Me clavó la mirada un instante, con los ojos ocultos en la penumbra.
―No esperaba que te parecieses tanto a él ―dijo por fin. La mía era, después de todo, una familia en la que algunos de sus muertos habían inspirado más temor y respeto que muchos de los vivos.
―Mi hermano está muerto ―advertí―. No tiene nada que ver con esto.
―En eso te equivocas. Pero basta. Seguidme.
Parecía que el bosque seguía a lo lejos, pero al llegar a la parte superior de la playa descubrí que era apenas una ilusión: entre los troncos se abría paso un curvo sendero despojado de maleza. Las copas de los árboles eran tan gruesas que la luz de la luna sólo penetraba a pequeños retazos, pero mi visión nocturna era más que suficiente para seguirla por el camino.
El sonido de las olas nunca dejó de percibirse a nuestras espaldas, aunque el zumbido de las cigarras y otros insectos era casi igual de fuerte. El sendero corría paralelo a la costa y era ligeramente ascendente.

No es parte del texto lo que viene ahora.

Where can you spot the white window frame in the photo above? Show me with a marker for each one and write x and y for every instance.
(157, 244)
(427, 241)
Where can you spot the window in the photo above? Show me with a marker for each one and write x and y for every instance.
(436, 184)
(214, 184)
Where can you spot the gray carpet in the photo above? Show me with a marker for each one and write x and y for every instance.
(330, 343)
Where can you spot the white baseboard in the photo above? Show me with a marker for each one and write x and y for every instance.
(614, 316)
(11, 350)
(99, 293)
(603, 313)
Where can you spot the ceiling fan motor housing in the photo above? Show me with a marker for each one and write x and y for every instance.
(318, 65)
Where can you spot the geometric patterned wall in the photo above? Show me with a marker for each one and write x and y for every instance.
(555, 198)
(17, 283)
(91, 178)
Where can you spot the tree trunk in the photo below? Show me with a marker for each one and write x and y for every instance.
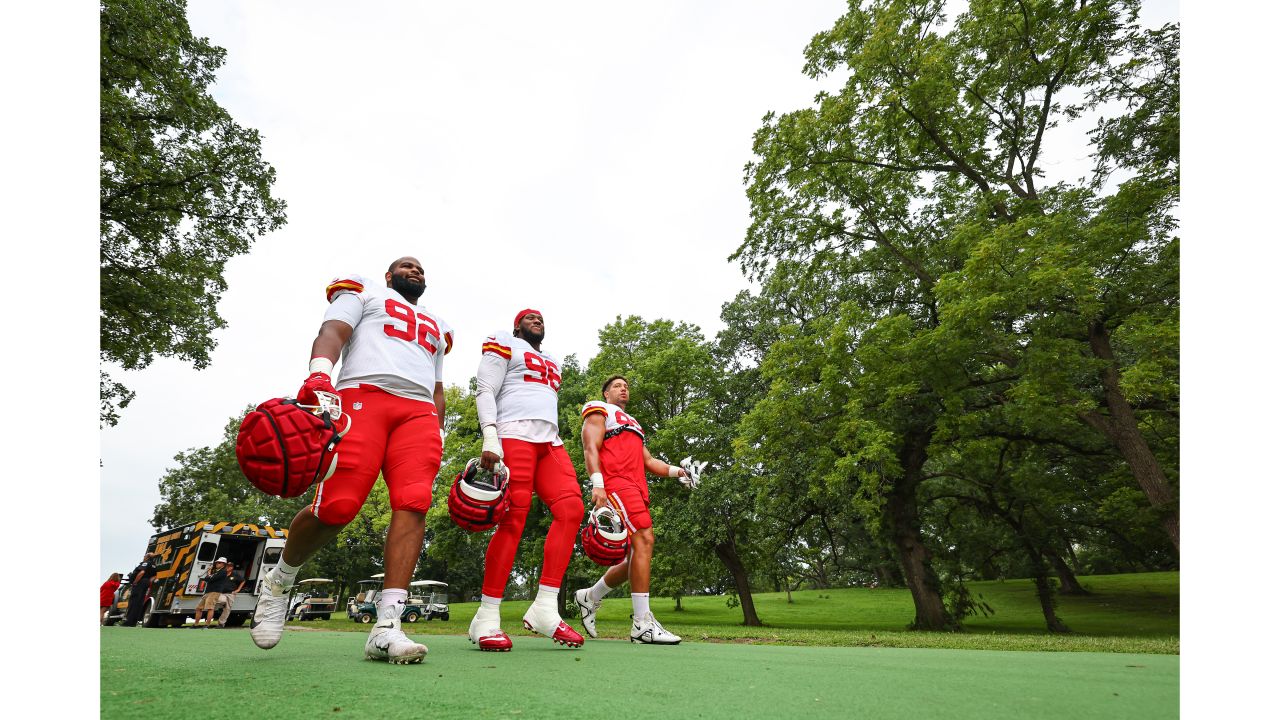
(727, 555)
(904, 525)
(1120, 428)
(1043, 589)
(1070, 586)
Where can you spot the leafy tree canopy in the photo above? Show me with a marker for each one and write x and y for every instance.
(183, 190)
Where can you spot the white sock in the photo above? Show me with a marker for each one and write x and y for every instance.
(599, 589)
(547, 595)
(286, 573)
(391, 604)
(489, 604)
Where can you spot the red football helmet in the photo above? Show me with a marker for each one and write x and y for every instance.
(604, 538)
(284, 447)
(479, 497)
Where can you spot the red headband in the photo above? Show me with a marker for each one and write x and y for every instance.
(522, 313)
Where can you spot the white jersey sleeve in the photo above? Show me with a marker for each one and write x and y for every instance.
(616, 420)
(396, 345)
(530, 381)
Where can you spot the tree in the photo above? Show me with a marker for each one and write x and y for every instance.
(183, 190)
(675, 378)
(208, 483)
(915, 194)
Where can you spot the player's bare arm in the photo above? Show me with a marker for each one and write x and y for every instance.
(593, 438)
(662, 469)
(489, 378)
(330, 340)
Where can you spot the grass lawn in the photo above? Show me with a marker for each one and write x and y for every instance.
(170, 673)
(1136, 613)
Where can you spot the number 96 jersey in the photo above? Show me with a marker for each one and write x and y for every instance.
(396, 345)
(530, 384)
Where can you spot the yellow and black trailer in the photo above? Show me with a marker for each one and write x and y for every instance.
(186, 554)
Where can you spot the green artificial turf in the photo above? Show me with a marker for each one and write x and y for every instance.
(172, 673)
(1136, 613)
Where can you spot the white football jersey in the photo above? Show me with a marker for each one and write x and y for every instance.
(397, 346)
(616, 419)
(530, 386)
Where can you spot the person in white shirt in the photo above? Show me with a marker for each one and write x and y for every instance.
(392, 393)
(517, 400)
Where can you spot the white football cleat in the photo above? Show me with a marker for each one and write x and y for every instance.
(273, 609)
(586, 607)
(388, 642)
(649, 630)
(544, 620)
(485, 630)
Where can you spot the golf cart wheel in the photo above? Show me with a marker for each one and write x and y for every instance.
(149, 616)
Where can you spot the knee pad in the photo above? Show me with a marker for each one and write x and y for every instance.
(339, 511)
(568, 510)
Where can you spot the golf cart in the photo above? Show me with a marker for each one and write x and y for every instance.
(432, 596)
(312, 598)
(364, 606)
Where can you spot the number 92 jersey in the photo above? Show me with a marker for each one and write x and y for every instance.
(530, 384)
(397, 346)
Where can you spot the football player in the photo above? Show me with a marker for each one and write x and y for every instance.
(393, 395)
(517, 399)
(617, 460)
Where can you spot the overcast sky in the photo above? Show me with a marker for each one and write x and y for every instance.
(580, 158)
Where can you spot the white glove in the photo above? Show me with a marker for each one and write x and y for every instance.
(695, 472)
(490, 441)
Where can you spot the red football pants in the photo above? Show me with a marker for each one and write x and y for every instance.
(547, 470)
(394, 434)
(631, 501)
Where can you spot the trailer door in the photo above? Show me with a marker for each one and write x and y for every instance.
(205, 556)
(273, 548)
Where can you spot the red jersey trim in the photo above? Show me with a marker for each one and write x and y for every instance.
(499, 350)
(334, 288)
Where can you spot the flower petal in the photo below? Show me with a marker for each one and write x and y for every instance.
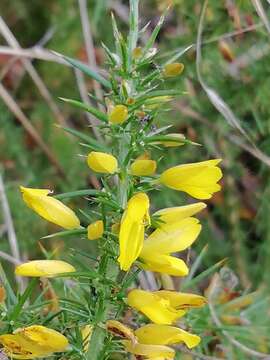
(180, 300)
(197, 179)
(173, 237)
(149, 350)
(50, 208)
(175, 214)
(143, 167)
(46, 268)
(131, 235)
(164, 264)
(165, 335)
(156, 309)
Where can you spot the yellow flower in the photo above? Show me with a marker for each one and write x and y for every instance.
(198, 179)
(118, 114)
(163, 307)
(175, 214)
(50, 208)
(143, 167)
(95, 230)
(102, 162)
(44, 268)
(173, 69)
(131, 235)
(149, 351)
(153, 334)
(167, 239)
(156, 308)
(86, 333)
(180, 300)
(33, 342)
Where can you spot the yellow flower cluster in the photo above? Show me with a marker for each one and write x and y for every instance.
(33, 342)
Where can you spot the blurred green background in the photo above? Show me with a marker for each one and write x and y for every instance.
(235, 63)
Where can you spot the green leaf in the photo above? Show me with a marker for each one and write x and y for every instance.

Nuestro destino estaba mucho más cercano de lo que yo hubiese imaginado: una sencilla casa de una planta edificada con piedras blancas y rodeada por una terraza apenas lo bastante elevada respecto al mar para evitar el impacto de las olas de tormenta. Una escalera descendía hasta un pequeño muelle en la ensenada que había debajo, pero desde donde estábamos pude ver que las aguas no eran lo bastante profundas para permitir el paso de un barco.

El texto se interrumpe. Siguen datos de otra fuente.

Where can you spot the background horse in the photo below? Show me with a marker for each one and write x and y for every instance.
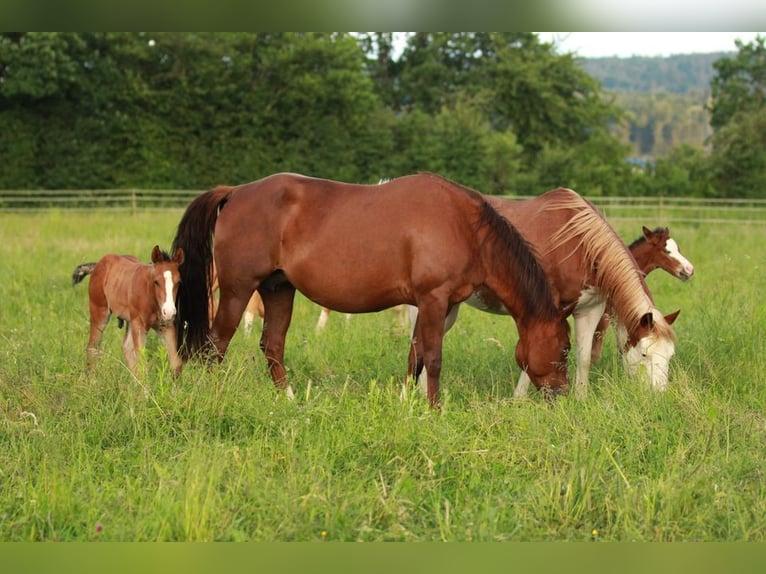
(587, 264)
(141, 295)
(653, 250)
(419, 239)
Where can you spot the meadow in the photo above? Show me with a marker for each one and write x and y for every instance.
(219, 455)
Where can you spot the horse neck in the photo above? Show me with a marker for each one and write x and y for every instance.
(613, 270)
(513, 272)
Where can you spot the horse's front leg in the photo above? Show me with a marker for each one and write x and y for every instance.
(278, 312)
(132, 345)
(585, 321)
(169, 338)
(598, 338)
(431, 314)
(416, 349)
(99, 317)
(231, 306)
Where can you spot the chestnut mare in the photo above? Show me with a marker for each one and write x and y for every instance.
(587, 265)
(653, 250)
(141, 295)
(419, 239)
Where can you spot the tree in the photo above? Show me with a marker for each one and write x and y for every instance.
(738, 116)
(740, 82)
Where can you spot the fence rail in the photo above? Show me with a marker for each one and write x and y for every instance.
(654, 209)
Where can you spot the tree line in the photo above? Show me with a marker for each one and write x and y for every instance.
(500, 112)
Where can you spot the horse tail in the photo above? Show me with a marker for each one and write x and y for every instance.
(195, 237)
(81, 271)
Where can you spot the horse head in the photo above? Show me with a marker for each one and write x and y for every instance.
(666, 254)
(648, 349)
(542, 352)
(166, 279)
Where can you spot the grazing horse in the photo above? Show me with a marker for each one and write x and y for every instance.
(420, 239)
(653, 250)
(587, 264)
(141, 295)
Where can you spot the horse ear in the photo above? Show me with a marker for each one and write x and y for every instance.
(672, 317)
(647, 321)
(565, 312)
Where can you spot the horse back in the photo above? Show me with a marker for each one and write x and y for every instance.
(317, 231)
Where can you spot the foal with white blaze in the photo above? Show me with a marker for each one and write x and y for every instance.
(143, 296)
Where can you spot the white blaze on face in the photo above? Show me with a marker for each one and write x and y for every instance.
(168, 309)
(650, 358)
(671, 247)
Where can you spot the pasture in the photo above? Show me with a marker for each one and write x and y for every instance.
(218, 454)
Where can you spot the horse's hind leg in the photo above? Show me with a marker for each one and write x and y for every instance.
(99, 317)
(278, 307)
(169, 338)
(585, 322)
(430, 332)
(598, 338)
(231, 306)
(133, 344)
(415, 367)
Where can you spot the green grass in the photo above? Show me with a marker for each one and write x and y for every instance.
(219, 455)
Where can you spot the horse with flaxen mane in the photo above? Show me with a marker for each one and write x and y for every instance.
(419, 239)
(587, 264)
(141, 295)
(654, 249)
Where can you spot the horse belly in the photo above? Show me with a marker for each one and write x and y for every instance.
(487, 301)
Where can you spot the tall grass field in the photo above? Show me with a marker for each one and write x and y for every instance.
(219, 455)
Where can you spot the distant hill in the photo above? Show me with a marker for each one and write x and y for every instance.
(680, 74)
(665, 98)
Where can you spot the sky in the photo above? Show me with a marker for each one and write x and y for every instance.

―¿Cuánta gente sabe de este lugar? ―pregunté mientras abandonábamos el bosque y caminábamos entre un grupo de palmeras enanas no más altas que yo.
―Hay miles de casas como ésta en el Archipiélago ―informó nuestra guía sin volverse. Avanzaba con una elegante fluidez que relacioné con cierta clase de combatientes entrenados, aunque ella carecía de la rudeza habitual en esa gente―. Cada clan posee las suyas en islas sin nombre iguales a ésta. Requeriría varias décadas sólo inspeccionar cada una de nuestras islas, incluso excluyendo a nuestros aliados o el territorio de otros clanes. Admito que ésta es algo especial, más extensa que la mayoría.
Sonaba muy segura de sí misma, pero mi experiencia ya no me permitía confiar en el valor de ningún paraíso remoto. Ningún lugar era lo bastante secreto ni estaba tan alejado como para no ser descubierto, y cuatro años atrás habíamos encontrado un sitio tan escondido como aquél en un día.
Las ventanas de la casa brillaban con una grata luz amarilla, pero no fuimos adentro. En cambio, la mujer le pidió a Palatina que esperase y me hizo subir unos escalones rodeando una columnata en dirección a una amplia terraza al aire libre situada del lado de la costa y con vistas a la ensenada. Varias antorchas parpadeaban sobre bases metálicas por debajo de un marco de madera tallada cubierto de plantas y flores, pero las ventanas estaban cerradas y no había ninguna otra luz artificial.